Nigel Smith - Nottingham Trent University, UK
Phillip Maher - Micro Hydro Research Group, Dept. of Electrical and Electronic Engineering, Nottingham Trent University, UK England
Stephen Gitonga- ITDG-EA
Smail Khennas- ITDG-UK

[top] [end]6.0 lessons learnt

[top] [end]6.1 social

End-user acceptability of project process: The local communities have embraced the project. Several other neighbouring communities have visited the project sites and have requested for similar projects to be established in their communities.

Some households within the project areas were not connected to the distribution network. These households have requested to be connected to the system but this has not been possible due to the generating capacity of the scheme. There was an incident of illegal connections to the network by one of the community members who had been left out of the scheme.
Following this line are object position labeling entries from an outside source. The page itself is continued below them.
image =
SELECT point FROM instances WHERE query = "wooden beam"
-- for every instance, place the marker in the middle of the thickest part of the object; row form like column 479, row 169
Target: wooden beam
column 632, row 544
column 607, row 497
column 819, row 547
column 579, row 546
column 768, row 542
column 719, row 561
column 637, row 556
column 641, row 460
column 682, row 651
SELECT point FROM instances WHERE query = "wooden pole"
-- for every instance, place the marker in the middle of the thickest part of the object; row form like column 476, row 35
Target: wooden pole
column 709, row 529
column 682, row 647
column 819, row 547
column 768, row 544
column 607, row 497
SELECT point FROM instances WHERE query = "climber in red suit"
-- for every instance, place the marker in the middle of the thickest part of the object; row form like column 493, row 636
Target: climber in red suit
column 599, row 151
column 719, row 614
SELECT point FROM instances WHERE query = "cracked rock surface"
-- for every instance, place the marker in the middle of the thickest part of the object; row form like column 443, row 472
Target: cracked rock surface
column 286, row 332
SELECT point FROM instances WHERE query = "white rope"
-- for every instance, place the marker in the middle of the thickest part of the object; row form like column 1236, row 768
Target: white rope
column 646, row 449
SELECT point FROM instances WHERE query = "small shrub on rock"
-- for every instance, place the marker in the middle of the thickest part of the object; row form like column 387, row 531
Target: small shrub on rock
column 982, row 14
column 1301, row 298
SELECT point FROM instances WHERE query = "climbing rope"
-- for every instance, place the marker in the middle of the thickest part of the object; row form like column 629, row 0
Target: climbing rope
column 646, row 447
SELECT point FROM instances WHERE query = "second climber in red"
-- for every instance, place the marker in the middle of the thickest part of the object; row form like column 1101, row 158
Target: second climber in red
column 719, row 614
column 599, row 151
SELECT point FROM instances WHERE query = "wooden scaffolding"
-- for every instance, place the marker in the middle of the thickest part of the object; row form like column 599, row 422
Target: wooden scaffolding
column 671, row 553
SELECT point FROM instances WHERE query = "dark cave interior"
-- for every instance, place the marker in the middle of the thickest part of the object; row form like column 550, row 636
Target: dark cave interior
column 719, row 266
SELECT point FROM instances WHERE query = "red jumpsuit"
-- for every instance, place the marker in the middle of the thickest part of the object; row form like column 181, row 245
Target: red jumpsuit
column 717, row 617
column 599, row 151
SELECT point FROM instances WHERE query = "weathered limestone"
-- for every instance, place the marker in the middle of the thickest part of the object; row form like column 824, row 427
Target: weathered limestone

Numerous requests have been made, by neighbouring communities, to ITDG-EA for similar systems to be installed in their villages.

Since Thima and Kathamba were both trial projects not everything went smoothly and some information was not provided to the community at the start - in part because it was not yet known - which would have changed the views of the community on the benefits and disadvantages of the pico-hydro project. People were not aware of the benefits that electricity could bring, nor the limitations that of the packages. To solve this, one could provide a car-battery and two lamps (and adapter for radio), which could rotate through the community so that people could experience the benefits. Some households also were left out because they did not understand the benefits that electricity could bring. Now many households want to join the schemes but there is not enough power.

People were not consciously aware of the financial savings that the pico-hydro project would bring due to savings being made from reduced purchases of kerosene, battery charging as well as the benefits of light for security. Project benefits analysis by the community members could increase the amount of money people are willing to pay, which could make such projects viable without (or with reduced) donor support.

In the beginning it was promised that power would be enough to watch colour TV and for pumping of water but this was not the case. As a result of the promise, some community members had bought a colour TV, which they cannot use. It is therefore important that projects promise what they can deliver and deliver what the promised. This would instill a sense of trust in beneficiaries which can improve success of future projects.

It was expected that the electricity poles would last longer. They however have to be replaced every year, which is seen as one of the main technical problems.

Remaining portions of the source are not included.